You can diss the guy all you like, but Kanye West is arguably a terrific marketer. It seems like a week doesn’t go by without the rapper getting involved in some debate or dispute. And even if media outlets classify these events as a mere thirst for publicity, there’s something to be said for the way West keeps his name at the forefront.
His profuse cursing, Twitter rants, backstage tantrums and stage crashing snafus are the kinds of things that would normally end a professional career, but instead have become West’s personal brand. The negative publicity has turned him into a viral sensation.
His Yeezus album sold over 320,000 units the first week it was released, but unit sales didn’t seem to be West’s main priority. In fact, he wants to innovate the industry and kill CDs — and all his digital outbursts may be just the strategy to do it.
What’s relevant here is that West is using some of the same marketing strategies businesses should — it’s just that he’s breaking convention to do it.

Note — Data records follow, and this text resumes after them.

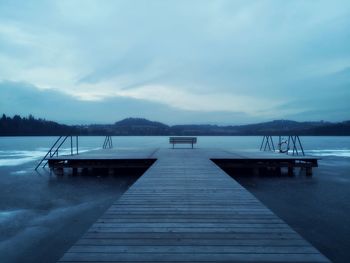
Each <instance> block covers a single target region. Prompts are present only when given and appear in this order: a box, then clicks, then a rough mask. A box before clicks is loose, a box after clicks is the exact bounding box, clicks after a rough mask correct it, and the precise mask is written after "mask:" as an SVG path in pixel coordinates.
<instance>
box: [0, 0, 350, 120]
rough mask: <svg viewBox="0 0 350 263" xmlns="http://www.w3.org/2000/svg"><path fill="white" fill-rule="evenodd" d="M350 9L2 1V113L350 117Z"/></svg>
mask: <svg viewBox="0 0 350 263" xmlns="http://www.w3.org/2000/svg"><path fill="white" fill-rule="evenodd" d="M349 101H350V2H349V1H348V0H344V1H340V0H339V1H317V0H313V1H311V0H310V1H308V0H302V1H298V0H293V1H279V0H276V1H265V0H258V1H250V0H244V1H234V0H228V1H209V0H208V1H205V0H197V1H194V0H186V1H185V0H176V1H175V0H174V1H171V0H159V1H153V0H147V1H146V0H145V1H142V0H128V1H117V0H116V1H112V0H105V1H101V0H97V1H92V0H91V1H90V0H81V1H78V0H60V1H58V0H57V1H35V0H34V1H19V0H9V1H6V0H0V113H5V114H7V115H13V114H21V115H25V116H27V115H29V114H33V115H34V116H35V117H40V118H46V119H50V120H55V121H59V122H63V123H67V124H86V123H112V122H115V121H118V120H120V119H123V118H126V117H142V118H148V119H151V120H156V121H162V122H164V123H167V124H180V123H184V124H185V123H211V124H245V123H254V122H262V121H269V120H275V119H292V120H297V121H319V120H325V121H343V120H348V119H350V103H349Z"/></svg>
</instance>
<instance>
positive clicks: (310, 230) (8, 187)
mask: <svg viewBox="0 0 350 263" xmlns="http://www.w3.org/2000/svg"><path fill="white" fill-rule="evenodd" d="M261 139H262V138H261V137H253V136H252V137H244V136H242V137H198V144H197V146H196V147H198V148H225V149H228V150H230V149H233V150H258V149H259V147H260V143H261ZM55 140H56V137H0V185H1V189H2V191H1V192H0V255H1V262H55V261H56V260H58V259H59V258H60V256H61V255H62V254H63V253H64V252H65V251H66V250H67V249H68V248H69V247H70V246H71V245H72V244H73V243H74V242H75V240H77V239H78V238H79V237H80V236H81V235H82V234H83V233H84V232H85V231H86V230H87V228H88V227H89V226H90V225H91V224H92V223H93V222H94V221H95V220H96V219H97V218H98V217H99V216H100V215H101V214H102V213H103V212H104V211H105V209H106V208H107V207H108V206H109V205H110V204H111V203H112V202H113V201H114V200H116V199H117V198H118V197H119V196H120V195H121V194H122V193H123V192H125V191H126V190H127V189H128V187H129V186H130V185H131V184H132V183H133V182H134V181H135V180H136V178H137V177H129V176H128V175H125V176H119V177H102V178H101V177H81V176H77V177H69V176H64V177H56V176H55V175H50V173H48V172H45V171H42V170H40V173H36V172H34V170H33V169H34V167H35V165H36V164H37V163H38V161H39V160H40V158H42V157H43V156H44V155H45V154H46V152H47V151H48V149H49V148H50V146H51V145H52V144H53V142H54V141H55ZM301 140H302V143H303V146H304V149H305V151H306V153H307V154H311V155H315V156H318V157H322V160H320V162H319V168H316V169H314V176H313V177H312V178H306V177H305V176H303V175H297V176H295V177H292V178H290V177H278V178H277V177H250V178H236V179H237V180H238V181H239V182H240V183H241V184H242V185H243V186H244V187H246V188H247V189H248V190H249V191H251V192H252V193H253V194H254V195H255V196H256V197H257V198H258V199H260V200H261V201H262V202H263V203H264V204H265V205H266V206H268V207H269V208H270V209H271V210H273V211H274V212H275V213H276V214H277V215H278V216H280V217H281V218H282V219H284V220H285V221H286V222H287V223H288V224H290V225H291V226H292V227H293V228H294V229H295V230H296V231H298V232H299V233H300V234H302V236H303V237H305V238H306V239H307V240H308V241H310V242H311V243H312V244H313V245H315V246H316V247H317V248H318V249H320V250H321V252H322V253H324V254H325V255H326V256H328V257H329V258H331V259H332V260H333V261H335V262H350V252H349V251H348V249H347V247H348V244H349V243H350V225H349V224H348V223H347V222H348V220H349V218H350V137H301ZM103 141H104V137H80V140H79V151H80V152H83V151H89V150H94V149H98V148H101V146H102V144H103ZM113 144H114V147H115V148H117V149H118V148H119V149H124V148H133V149H135V148H157V147H161V148H162V147H164V148H166V147H170V145H169V143H168V137H162V136H160V137H153V136H150V137H137V136H136V137H134V136H131V137H113ZM60 153H61V154H64V153H70V148H69V145H65V146H64V147H63V150H62V151H61V152H60Z"/></svg>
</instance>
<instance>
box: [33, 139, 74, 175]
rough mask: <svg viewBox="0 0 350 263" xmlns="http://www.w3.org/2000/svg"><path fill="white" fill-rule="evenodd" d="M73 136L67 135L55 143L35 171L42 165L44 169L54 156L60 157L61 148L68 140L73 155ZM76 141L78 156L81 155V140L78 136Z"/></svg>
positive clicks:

As immersive technologies designer Fabien Soudiere has said: “Controversial content online gets the most views; it’s just a fact.”
Creating a viral stir with controversial content marketing
People love entertainment — and West is giving them just that. People were riveted by the text battle that occurred after West called out Wiz Khalifa on Twitter. It had people retweeting and sharing screenshots, and created tremendous buzz throughout the web. Then, in true form, West apologized, which continued the viral stir.
Not only did he create drama to be digested by both sides of the feud, but he did it using the medium that was easiest to share. And it worked.
West benefitted from the virality of the content, and as a result gained 172,000 new followers. At the peak of the conversation, “Kanye West” was mentioned in 88,000 tweets per minute. And it cost him absolutely nothing.
The pomp and circumstance West displays turns a lot of heads, much in the same way a flashy sports car does when it interrupts the regular flow of the usual makes and models people see every day. Entrepreneur contributor Timothy Sykes made reference to this rule when he talked about how his own investment in a $235,000 Lamborghini improved his business.
“No matter where you are going or who you are meeting with, an attention-grabbing car such as this will be a conversation starter,” Sykes wrote. “If you want attention on social media, all you need to do is share a picture of your car.”
I can attest to this. When I posted pictures of my own expensive car — after I finally fulfilled my 10-year-old self’s dream of buying a car with doors that open up (a BMW i8), I got more business. It’s just a fact . . . flashy stuff works.
And West knows this. For him, outreach is all about what grabs attention.
Staying true to the brand
If there’s one other thing West does better than just about anyone, it’s speaking his mind. He stays true to himself and the personal and professional brand he is developing.
You can see this same strategy at work when you look at the most successful brands out there. While not as aggressive or unfiltered as West’s, they stay true to their brand position.
All PR is good PR
West isn’t what you would consider a small brand. The scale of his following and his access to visibility means there can be significant ramifications to keeping himself in the spotlight. But the reward is worth the risk. Doing so turns hundreds of thousands of people into marketers and publishers for him. It just goes to show that you don’t need a massive budget to get people to talk about you and your brand.
“It’s a matter of being able to find and activate those consumers to see who you are,” says Perry Fair, president and chief creative officer at global ad agency JWT. “That doesn’t necessarily take a lot of money. It does take a lot of effort.”
Consider that over the last two years, well-known personalities including Ellen DeGeneres and Stephen Colbert have chimed in on West. That’s amazing PR. And again, it cost West nothing.
So do things, share info, be impactful. Get people talking about you. Brand visibility is the key to success, and when you can garner that with very little effort or expense, then even controversy can be turned into something beneficial.
Whether West offends you, or you see value in his actions, it’s important to recognize the big takeaway – how information and news is being proliferated today. It’s going through tens of millions of people on social media. When you know how it works, then you’ll know how to take advantage of (and create) those kinds of opportunities for yourself.